と簡単に説明されている。花が咲くことなく、一見蕾の状態でその内部で秘かに雄しべと雌しべが成熟し、そのまま受粉して果実に成長する。ホトケノザにも多いが、スミレでも一般的だ。普通スミレは春に開花する。しかし夏〜秋にかけても閉鎖花を作り、花は咲かせないが種をたくさん生産している。とくにスミレでは、春でも朝日があたらない場所に生えていると花を咲かせることなく閉鎖花のみで種を作っている。昔住んでいた西向きの公団住宅のベランダに置いていたプランターでは、スミレは全く花を着けずに毎年種だけがたくさんできていた。

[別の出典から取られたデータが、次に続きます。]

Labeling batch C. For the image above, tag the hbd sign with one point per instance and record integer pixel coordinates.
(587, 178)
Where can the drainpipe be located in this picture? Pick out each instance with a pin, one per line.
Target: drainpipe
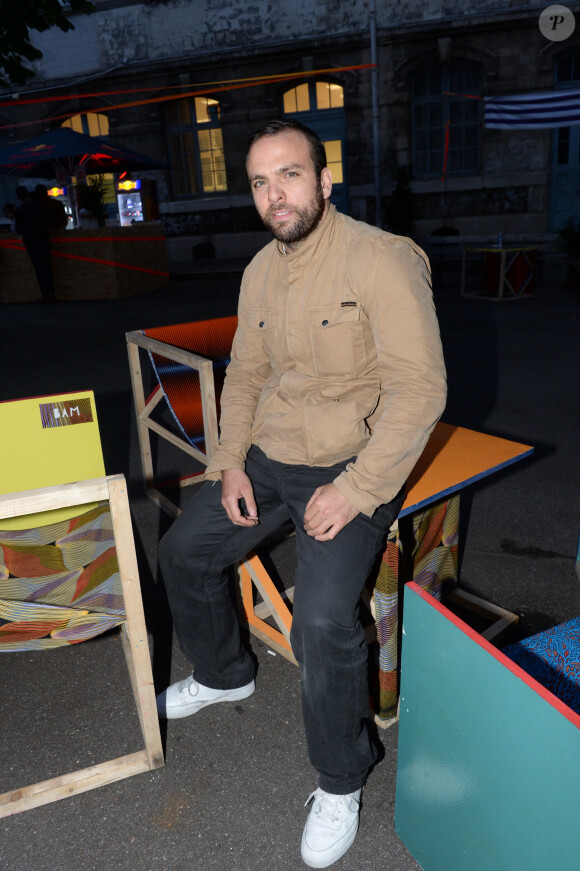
(375, 99)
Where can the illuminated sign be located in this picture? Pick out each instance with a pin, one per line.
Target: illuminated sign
(130, 185)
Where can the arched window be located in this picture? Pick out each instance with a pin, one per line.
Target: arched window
(196, 150)
(89, 123)
(446, 120)
(320, 105)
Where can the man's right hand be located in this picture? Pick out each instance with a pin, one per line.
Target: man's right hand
(236, 486)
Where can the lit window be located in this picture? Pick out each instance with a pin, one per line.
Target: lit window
(297, 100)
(196, 146)
(89, 123)
(329, 96)
(334, 159)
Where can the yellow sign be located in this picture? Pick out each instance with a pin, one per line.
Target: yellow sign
(48, 440)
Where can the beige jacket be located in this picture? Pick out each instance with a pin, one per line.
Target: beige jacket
(337, 355)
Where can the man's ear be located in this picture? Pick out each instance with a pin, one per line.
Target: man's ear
(326, 182)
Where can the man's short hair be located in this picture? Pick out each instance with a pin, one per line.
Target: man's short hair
(274, 127)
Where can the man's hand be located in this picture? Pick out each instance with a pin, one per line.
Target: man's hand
(236, 486)
(327, 513)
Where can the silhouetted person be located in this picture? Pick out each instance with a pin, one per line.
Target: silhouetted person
(33, 221)
(58, 215)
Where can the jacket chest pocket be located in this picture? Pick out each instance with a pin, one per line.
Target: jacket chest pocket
(337, 335)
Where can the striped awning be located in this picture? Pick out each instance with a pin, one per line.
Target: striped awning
(533, 111)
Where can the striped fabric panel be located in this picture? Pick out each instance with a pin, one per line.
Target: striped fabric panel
(435, 532)
(59, 584)
(533, 111)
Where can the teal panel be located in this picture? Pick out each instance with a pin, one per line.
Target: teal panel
(488, 775)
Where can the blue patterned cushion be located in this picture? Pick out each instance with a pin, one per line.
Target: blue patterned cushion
(553, 659)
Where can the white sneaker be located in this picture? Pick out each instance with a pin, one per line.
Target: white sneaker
(188, 697)
(330, 828)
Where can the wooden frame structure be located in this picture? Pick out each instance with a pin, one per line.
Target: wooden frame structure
(133, 633)
(145, 407)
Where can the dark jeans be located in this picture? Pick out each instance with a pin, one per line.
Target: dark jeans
(327, 638)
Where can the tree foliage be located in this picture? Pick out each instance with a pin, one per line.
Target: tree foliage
(17, 19)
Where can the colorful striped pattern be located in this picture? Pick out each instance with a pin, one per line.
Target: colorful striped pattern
(211, 339)
(59, 584)
(434, 564)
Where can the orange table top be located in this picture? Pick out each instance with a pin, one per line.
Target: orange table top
(454, 458)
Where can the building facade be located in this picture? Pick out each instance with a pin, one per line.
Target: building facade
(396, 90)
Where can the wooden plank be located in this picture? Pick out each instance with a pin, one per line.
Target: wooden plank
(137, 646)
(58, 496)
(454, 458)
(56, 788)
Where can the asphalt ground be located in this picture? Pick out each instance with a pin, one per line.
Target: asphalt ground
(236, 777)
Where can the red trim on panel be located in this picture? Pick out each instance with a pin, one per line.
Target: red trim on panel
(508, 663)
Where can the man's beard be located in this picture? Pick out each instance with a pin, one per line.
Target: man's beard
(297, 230)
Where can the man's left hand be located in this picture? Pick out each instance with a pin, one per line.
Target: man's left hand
(327, 513)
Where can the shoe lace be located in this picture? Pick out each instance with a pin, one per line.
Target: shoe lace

この閉鎖花を見ると吉行淳之介の『娼婦の部屋・不意の出来事 』中の短篇小説「出口」を思い出す。主人公の男は半ば強制的にある部屋に閉じ込められている。見張りの男もいるが、外出は自由になっている。主人公の男はおそらく作家で、執筆のために旅館に缶詰にされているのだろう。その部屋から逃れたくて車で郊外へ行った。鰻屋を見つけたが玄関に鍵が掛かっていて入れない。裏口に回って声をかけても人の気配はするのに誰も出てこない。笊の中には鰻が動いているようだ。
牛肉屋を見つけて入りスキヤキ鍋を頼んだ。給仕の女にさっきの鰻屋のことを聞くと、美味しい鰻屋で有名だけど、入口は釘付けされていて出前専門だという。兄と妹が二人、夫婦で住んでいる、と女が小声で言う。主人が出前をしているが、おかみさんはもう20年くらい外へ出ないと。
後日見張りの男と郊外のあの鰻を食べに行った。宿屋に入って鰻の出前を頼んだ。キモスイも頼むと言うと、宿の女中が、あの店はキモスイも肝の焼いたのもつくってくれないと言う。主人公の男が想像する。
毎日、たくさんの肝が鰻屋の夫婦の口に這入ってゆく。おそらくは、生肝のまま這入ってゆく。暗い家屋の中の血塗れになった二つの唇が、彼の脳裏に浮び上ってくる。その二つの唇は、向い合い触れあい、執拗に吸い付き探り合う。
細胞は暗い血でふくらみ、漿液は緑青色に燦めく。
昔、閉鎖花という言葉と意味を知ったとき、すぐに吉行淳之介のこの短篇を思い出した。スミレは開花することなく種を作っているだけだが。